John shrugged. “We should have done it last year,” he admitted. “At least someone gets something out of it.”
“My iPod.” Kavanagh nodded, looking down at the jumper console, then back to John. “I might have some ideas about transferring the music back to the city systems. If you’d authorize me spending the time with one of the jumpers.”
John’s first inclination was to send him to Rodney; even if the jumpers technically came under military purview, assigning science staff was Rodney’s job, not his. Something about the way Kavanagh said it made him pause, though. Almost deferential - for Kavanagh - as though he was making a genuine offer, a genuine request rather than a demand that he expected to have met. Like he was offering something to *John*, who’d never been that into classical music until he heard what the Ancients had to say about grief and loss and how it seemed like it would never end.
“Sure. As long as it doesn’t take you away from something more important.”
“It won’t take long,” Kavanagh said, some of his usual confidence coming back. “A couple of hours, at most, I can get it done tomorrow morning.”
“That sounds good,” John said, standing up, wanting, suddenly, to go find Rodney, or Teyla, someone who was familiar and still normal.
Kavanagh nodded, rising as well. “I’ll email you when it’s done,” he said, and strode away before John could ask why.
*
John doesn’t listen to any more of the music; cautious about playing something too revealing when he’s in public, in his office, too tired to do more than fall into bed when he gets home. It’s nice to know it’s there, though, if he wants it, at the touch of a button.

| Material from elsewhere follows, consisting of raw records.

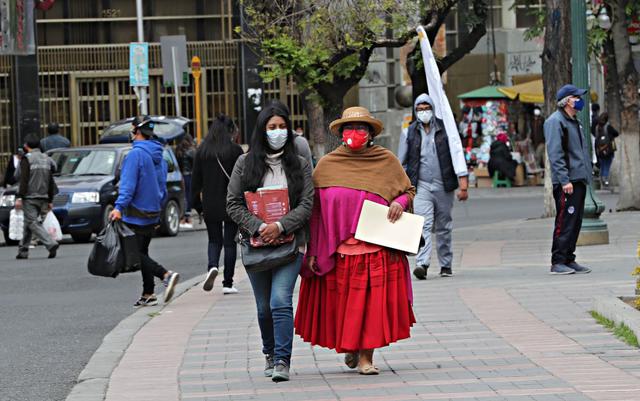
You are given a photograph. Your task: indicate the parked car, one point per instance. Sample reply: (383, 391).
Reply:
(87, 178)
(168, 129)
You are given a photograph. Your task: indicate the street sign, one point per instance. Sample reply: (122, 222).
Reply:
(139, 64)
(174, 53)
(17, 27)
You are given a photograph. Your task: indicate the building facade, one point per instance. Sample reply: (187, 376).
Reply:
(83, 58)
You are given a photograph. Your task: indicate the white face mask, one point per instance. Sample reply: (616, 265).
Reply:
(277, 138)
(424, 116)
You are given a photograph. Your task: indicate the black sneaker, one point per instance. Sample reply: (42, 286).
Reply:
(268, 365)
(559, 268)
(53, 251)
(420, 272)
(170, 282)
(280, 372)
(579, 269)
(150, 301)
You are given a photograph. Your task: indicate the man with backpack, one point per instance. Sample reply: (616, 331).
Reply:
(142, 194)
(570, 159)
(605, 146)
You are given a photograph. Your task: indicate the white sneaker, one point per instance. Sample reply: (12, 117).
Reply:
(229, 290)
(211, 277)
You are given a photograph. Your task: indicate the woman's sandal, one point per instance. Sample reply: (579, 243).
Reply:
(351, 360)
(368, 370)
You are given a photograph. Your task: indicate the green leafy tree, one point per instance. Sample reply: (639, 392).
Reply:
(325, 45)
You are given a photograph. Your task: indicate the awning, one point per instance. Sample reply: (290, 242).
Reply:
(531, 92)
(487, 92)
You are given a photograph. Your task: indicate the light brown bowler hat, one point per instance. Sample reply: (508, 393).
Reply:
(356, 114)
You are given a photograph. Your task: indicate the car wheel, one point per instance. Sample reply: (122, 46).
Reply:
(8, 241)
(105, 215)
(82, 237)
(170, 224)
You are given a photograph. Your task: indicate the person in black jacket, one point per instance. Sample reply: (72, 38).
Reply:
(212, 167)
(185, 153)
(605, 146)
(12, 172)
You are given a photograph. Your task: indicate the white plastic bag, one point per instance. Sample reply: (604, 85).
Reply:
(16, 225)
(52, 226)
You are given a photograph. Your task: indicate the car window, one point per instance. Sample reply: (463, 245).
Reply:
(124, 129)
(171, 166)
(84, 162)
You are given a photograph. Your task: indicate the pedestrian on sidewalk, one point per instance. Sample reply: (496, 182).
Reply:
(605, 146)
(212, 169)
(54, 139)
(12, 171)
(35, 196)
(142, 194)
(355, 296)
(570, 159)
(273, 161)
(185, 154)
(425, 154)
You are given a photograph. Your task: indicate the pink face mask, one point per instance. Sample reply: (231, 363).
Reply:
(355, 138)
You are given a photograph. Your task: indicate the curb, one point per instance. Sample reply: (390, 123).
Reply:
(92, 382)
(615, 309)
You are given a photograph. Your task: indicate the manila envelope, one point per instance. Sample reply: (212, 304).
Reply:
(375, 228)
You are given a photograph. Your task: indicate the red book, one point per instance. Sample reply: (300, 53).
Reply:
(269, 205)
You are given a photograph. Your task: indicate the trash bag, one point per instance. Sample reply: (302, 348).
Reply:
(52, 226)
(107, 256)
(16, 224)
(130, 248)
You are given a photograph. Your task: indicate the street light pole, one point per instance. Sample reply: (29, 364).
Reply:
(142, 90)
(594, 230)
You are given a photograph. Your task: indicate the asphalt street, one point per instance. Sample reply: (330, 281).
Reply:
(53, 314)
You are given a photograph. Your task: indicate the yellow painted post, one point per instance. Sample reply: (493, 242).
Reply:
(196, 71)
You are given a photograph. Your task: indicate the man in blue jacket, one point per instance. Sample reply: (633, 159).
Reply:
(571, 169)
(142, 193)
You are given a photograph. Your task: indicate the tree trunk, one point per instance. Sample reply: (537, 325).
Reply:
(613, 105)
(556, 71)
(629, 151)
(317, 128)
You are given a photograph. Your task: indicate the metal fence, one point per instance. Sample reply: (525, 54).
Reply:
(85, 88)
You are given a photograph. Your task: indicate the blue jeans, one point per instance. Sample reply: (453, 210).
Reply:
(273, 290)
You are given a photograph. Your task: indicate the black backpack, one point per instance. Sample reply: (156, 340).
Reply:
(604, 143)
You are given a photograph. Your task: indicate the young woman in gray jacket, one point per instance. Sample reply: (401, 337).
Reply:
(273, 161)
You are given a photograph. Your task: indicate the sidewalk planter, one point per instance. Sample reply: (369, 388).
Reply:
(619, 311)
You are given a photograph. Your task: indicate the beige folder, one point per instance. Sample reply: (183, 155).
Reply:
(374, 227)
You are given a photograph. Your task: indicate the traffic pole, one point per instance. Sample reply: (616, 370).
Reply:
(196, 71)
(142, 90)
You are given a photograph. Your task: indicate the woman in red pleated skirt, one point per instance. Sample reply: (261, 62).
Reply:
(355, 296)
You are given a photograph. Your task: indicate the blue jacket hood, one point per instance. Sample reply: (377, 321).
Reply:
(151, 146)
(424, 98)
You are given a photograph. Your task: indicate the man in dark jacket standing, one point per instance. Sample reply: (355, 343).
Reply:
(142, 193)
(426, 156)
(35, 196)
(54, 140)
(571, 168)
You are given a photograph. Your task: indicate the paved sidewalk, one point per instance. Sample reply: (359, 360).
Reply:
(500, 329)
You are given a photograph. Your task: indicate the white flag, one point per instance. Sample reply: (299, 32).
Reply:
(443, 109)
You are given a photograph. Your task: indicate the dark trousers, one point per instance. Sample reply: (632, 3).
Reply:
(149, 267)
(569, 213)
(220, 237)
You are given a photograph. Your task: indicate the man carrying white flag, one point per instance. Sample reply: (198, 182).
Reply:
(431, 153)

When Rodney asks, a couple of weeks later, John tells him that the flying lesson was bad attitude and bad flying, about the way Kavanagh insulted his intelligence, his common sense, his flying. He implies that Kavanagh learned faster than Rodney, and reassures Rodney that he knows how to push back. He doesn’t say a word about the music, or Kavanagh offering to transfer it back to the city, or that moment of knowing that Kavanagh’s feeling just as lost as John does sometimes.